Wind turbines work best in a consistent breeze. If only. Indeed, the Chinese wind energy industry finds itself utterly becalmed. Since listing just over a year ago, shares in the two biggest wind turbine makers – Sinovel and Goldwind (numbers two and three in the world by capacity, after Vestas) – have fallen about two-thirds. This week Goldwind warned of a 75 per cent fall in profits for 2011.
To be fair, China’s turbine makers have a lot to contend with. After the government set targets five years ago for renewable energy to make up a sixth of the country’s power by 2020, nearly 100 manufacturers piled in. Now that the market is cooling, competition is starting to bite.

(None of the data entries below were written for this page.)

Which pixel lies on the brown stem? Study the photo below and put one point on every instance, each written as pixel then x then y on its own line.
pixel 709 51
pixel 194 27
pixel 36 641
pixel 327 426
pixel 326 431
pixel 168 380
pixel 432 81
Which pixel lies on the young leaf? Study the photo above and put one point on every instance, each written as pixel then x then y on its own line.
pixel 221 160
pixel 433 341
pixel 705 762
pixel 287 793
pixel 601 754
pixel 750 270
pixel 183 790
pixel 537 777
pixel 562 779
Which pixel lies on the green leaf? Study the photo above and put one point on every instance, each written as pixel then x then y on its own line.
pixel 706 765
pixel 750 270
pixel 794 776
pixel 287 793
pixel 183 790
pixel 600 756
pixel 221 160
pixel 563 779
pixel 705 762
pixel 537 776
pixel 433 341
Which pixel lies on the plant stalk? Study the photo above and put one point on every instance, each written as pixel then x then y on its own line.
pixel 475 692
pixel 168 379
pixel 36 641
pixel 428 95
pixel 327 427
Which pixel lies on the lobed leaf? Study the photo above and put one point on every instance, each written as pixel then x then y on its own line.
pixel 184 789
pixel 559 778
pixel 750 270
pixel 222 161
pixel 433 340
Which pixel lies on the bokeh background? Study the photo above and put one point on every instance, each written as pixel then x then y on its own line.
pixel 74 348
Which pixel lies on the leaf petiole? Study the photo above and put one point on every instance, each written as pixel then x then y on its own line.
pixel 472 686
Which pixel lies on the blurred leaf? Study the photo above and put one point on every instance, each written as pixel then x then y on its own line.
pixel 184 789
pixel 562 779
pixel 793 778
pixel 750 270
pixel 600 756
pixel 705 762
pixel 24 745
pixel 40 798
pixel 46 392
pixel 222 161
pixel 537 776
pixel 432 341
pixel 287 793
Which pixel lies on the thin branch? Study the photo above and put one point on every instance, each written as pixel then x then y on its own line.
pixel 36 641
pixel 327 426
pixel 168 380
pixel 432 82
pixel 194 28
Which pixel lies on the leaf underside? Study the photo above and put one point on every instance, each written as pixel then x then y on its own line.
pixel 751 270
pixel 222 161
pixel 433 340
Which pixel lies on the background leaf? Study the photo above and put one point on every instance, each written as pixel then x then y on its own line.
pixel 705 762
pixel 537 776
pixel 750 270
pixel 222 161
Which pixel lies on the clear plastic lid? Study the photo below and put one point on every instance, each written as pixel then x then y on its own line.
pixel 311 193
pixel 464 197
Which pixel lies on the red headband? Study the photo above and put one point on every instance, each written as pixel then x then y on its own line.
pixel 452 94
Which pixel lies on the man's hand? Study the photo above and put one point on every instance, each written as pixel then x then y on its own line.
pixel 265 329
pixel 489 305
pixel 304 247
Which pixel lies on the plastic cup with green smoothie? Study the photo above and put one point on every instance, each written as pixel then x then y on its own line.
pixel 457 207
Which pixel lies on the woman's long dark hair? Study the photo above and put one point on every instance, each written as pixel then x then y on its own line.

Newly added wind power capacity fell for the first time last year, by 5 per cent, and is set to decline more sharply in 2012. The price of wind-generated electricity is twice that of coal, so State Grid – China’s largest grid operator in charge of connecting power with distributors – has little incentive to do any connecting. More than a quarter of installed capacity remains unlinked to the grid.
As with any maturing business cycle, though, the troubles will probably favour the biggest manufacturers. The top domestic makers have increased their share of the domestic wind market at the expense of smaller contenders and overseas competitors. Vestas’ share of the Chinese market fell almost a third last year.